On est champions, on est tous ensembleuuuuh !
La course automobile est un genre à part entière au cinéma peu forcément représenté. D’emblée, on retient le légendaire et visionnaire Grand Prix de John Frankenheimer sorti en 1966. D’autres films sympathiques lui ont succédé, notamment Le Mans et Jours de Tonnerre ainsi que des bien médiocres comme Michel Vaillant ou encore Driven. Rush marque le retour de Ron Howard après son dyptique moyennement apprécié autour des bouquins de Dan Brown ainsi qu’un dernier film, Le Dilemme, qui ne s’est même pas payé une sortie en salle par chez nous. Il est assez intéressant que Ron Howard revienne avec ce genre délaissé à une époque où le sport automobile, particulièrement la Formule 1, ne suscite plus la même passion qu’autrefois. Afin de proposer une histoire néanmoins intéressante, Howard planche sur la célèbre rivalité entre Niki Lauda et James Hunt, l’occasion de faire une plongée dans la passionnante Formule 1 des années 70. J’en profite aussi pour conseiller l’excellent film de Roman Polanski à ce sujet, Week-end of a Champion, qui ressortira prochainement en salle.

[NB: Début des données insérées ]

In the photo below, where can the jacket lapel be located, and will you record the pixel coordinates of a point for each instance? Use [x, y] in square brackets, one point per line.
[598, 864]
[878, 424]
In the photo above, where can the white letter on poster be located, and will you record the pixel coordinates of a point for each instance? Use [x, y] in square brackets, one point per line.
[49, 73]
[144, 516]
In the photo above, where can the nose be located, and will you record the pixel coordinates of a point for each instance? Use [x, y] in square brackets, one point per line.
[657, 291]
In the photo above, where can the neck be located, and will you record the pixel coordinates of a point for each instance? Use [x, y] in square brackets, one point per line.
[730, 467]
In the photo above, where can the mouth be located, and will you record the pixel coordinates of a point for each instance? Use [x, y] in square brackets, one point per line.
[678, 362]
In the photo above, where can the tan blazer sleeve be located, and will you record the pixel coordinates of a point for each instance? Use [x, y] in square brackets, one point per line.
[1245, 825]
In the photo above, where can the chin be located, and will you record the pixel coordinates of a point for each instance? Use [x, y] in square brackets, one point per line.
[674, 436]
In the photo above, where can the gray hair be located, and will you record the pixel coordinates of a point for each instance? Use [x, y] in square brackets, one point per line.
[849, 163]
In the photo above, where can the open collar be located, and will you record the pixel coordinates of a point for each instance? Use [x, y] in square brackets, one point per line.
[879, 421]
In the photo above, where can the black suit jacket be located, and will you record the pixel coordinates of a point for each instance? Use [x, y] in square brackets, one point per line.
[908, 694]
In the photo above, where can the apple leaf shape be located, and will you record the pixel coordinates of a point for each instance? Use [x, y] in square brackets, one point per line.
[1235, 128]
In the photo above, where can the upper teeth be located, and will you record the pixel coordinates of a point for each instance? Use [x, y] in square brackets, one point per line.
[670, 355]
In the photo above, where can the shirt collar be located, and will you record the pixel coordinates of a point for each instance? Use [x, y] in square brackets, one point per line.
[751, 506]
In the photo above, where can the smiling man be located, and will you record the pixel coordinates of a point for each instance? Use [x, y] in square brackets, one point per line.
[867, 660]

Rush était très attendu par les amateurs du genre, cela va de soi. Tient-il ses promesses ? Dans l’ensemble disons que oui. Howard s’est posé la question sur comment repenser le film de course en 2013 sans souffrir trop des comparaisons avec Grand Prix, qui est une influence évidente (bon de toute façon il a influencé presque tout film qui comporte une bagnole). Là où Grand Prix se distinguait dans une sorte d’essai purement cinématographique virtuose expérimentant sur des effets de montage, Rush se concentre sur ses personnages et leur psychologie. Si vous attendez un film qui comporte uniquement des scènes de course, vous allez être déçu. Plus qu’un film de rivalité sur le bitume, Rush évoque le dépassement et la mort. C’est un film sur le danger et l’obstination de certains hommes à aller à son devant tels des irresponsables. Le personnage de Niki Lauda, introduisant le film, ne manque pas de rappeler le caractère souvent funeste des courses des années 70 : « à chaque fois que je monte dans cette voiture, j’accepte un risque de 20% que je n’en ressorte pas vivant ».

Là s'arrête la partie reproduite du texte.